RECSM Winter School 2020

Web Content Display

The Research and Expertise Centre for Survey Methodology (RECSM) of the Pompeu Fabra University (UPF) is happy to announce the 1st edition of the 1st Barcelona RECSM Winter School (February 26th to February 28st 2020)

This first year we will offer the course “Introduction to Computational Social Science: Application of Machine Learning Approaches to Text and Survey Analytics”. This is an introduction to Computational Social Science by bringing together the analysis of unstructured (text) and structured (surveys) data in social research.

Duration: 18 hours (3 X 6 hours)

Description:

This workshop provides an introduction to Computational Social Science in Python by bringing together the analysis of unstructured (text) and structured (surveys) data in social research. Firstly, it focuses on the application of the supervised sentiment analysis technique to real-time Twitter messages that can help social researchers to detect social trends or citizens’ attitudes. Participants will learn the vary basis of programming in Python and will be able to retrieve tweets with Streaming and Rest APIs of Twitter. In addition, they will learn the basis of natural language processing (tokenizing, stemming, lemmatizing, stop words, frequency of words, lexicon based sentiment analysis, etc.) using the package NLTK and will learn the first notions of supervised machine learning applied to unstructured data with different algorithms implemented in Scikit-Learn (naive bayes, logistic regression, support vector machines, etc.). The participants will train a model with positive and negative message and will use this model to predict and visualise in real-time the sentiments of tweets filtered by a keyword. Secondly, it addresses the basics of predictive analytics using structured data to mine survey data. It includes reading and managing different data formats, data wrangling and exploratory data analysis, as well as the application of machine learning algorithms over survey data in Python.

Day 1 (6 hours)

-Introduction to Computational Social Science

-Basic programming on Python 3.4

-Data retrieval of tweets with the Streaming and Rest APIs of Twitter

Day 2 (6 hours)

-Natural language processing with NLTK

-Supervised machine learning with Scikit-Learn

-Supervised sentiment analysis and visualisation of tweets in real-time

Day 3 (6 hours)

-Introduction to predictive analytics

-Data formats and ingestion of data

-Exploratory data analysis

-Machine learning to survey data

Instructor:

Dr Carlos Arcila Calderón, Assistant Professor at the Department of Sociology and Communication at the University of Salamanca, Spain. PhD in Communications and Master in Data Science.

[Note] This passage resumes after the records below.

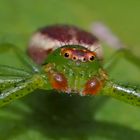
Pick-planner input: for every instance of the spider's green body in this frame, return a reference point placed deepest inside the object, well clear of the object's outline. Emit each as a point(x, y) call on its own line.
point(68, 68)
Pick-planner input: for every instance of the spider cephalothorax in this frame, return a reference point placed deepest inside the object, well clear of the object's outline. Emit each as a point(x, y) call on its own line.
point(47, 39)
point(70, 74)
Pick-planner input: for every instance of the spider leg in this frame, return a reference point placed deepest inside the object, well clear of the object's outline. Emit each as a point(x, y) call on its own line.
point(6, 71)
point(9, 82)
point(19, 88)
point(127, 94)
point(21, 55)
point(122, 53)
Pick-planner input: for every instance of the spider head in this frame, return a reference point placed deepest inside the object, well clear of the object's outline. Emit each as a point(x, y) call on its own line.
point(70, 67)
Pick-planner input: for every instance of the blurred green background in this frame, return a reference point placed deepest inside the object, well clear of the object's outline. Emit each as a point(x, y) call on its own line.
point(55, 116)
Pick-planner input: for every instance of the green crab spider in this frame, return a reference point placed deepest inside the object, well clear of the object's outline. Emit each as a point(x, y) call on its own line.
point(66, 59)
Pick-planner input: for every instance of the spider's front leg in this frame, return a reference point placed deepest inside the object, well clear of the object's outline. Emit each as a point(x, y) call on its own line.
point(127, 94)
point(14, 86)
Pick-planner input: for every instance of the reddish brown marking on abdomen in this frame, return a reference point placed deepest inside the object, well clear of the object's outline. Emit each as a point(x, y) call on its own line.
point(58, 81)
point(93, 86)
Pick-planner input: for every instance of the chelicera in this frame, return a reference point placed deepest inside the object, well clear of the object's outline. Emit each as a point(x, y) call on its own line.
point(66, 59)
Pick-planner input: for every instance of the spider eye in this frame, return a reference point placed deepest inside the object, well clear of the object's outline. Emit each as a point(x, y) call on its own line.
point(66, 55)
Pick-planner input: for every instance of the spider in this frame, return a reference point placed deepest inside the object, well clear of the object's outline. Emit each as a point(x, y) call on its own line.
point(66, 59)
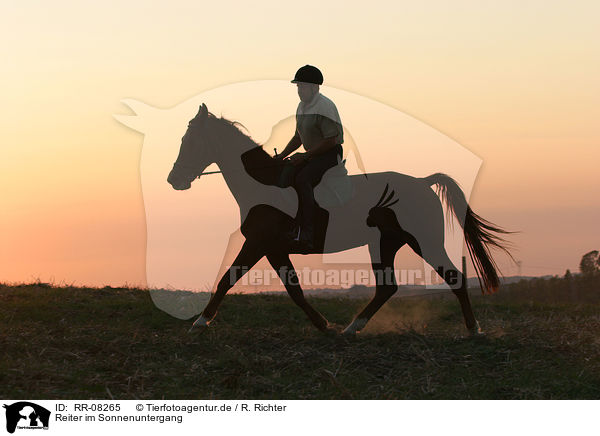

Specialist in computational methods in social sciences. (http://diarium.usal.es/carcila/english/)

References

Arcila, C.; Barbosa, E. & Cabezuelo, F. (2016). Técnicas Big Data: Análisis de textos a gran escala para la investigación científica y periodística. El Profesional de la Información, 25 (4), 623-631

Bird, S., Klein, E., & Loper, E. (2009). Natural language processing with Python: analyzing text with the natural language toolkit. O'Reilly Media, Inc.

Kelleher, J. D., Mac Namee, B., & D'Arcy, A. (2015). Fundamentals of machine learning for predictive data analytics: algorithms, worked examples, and case studies. MIT Press.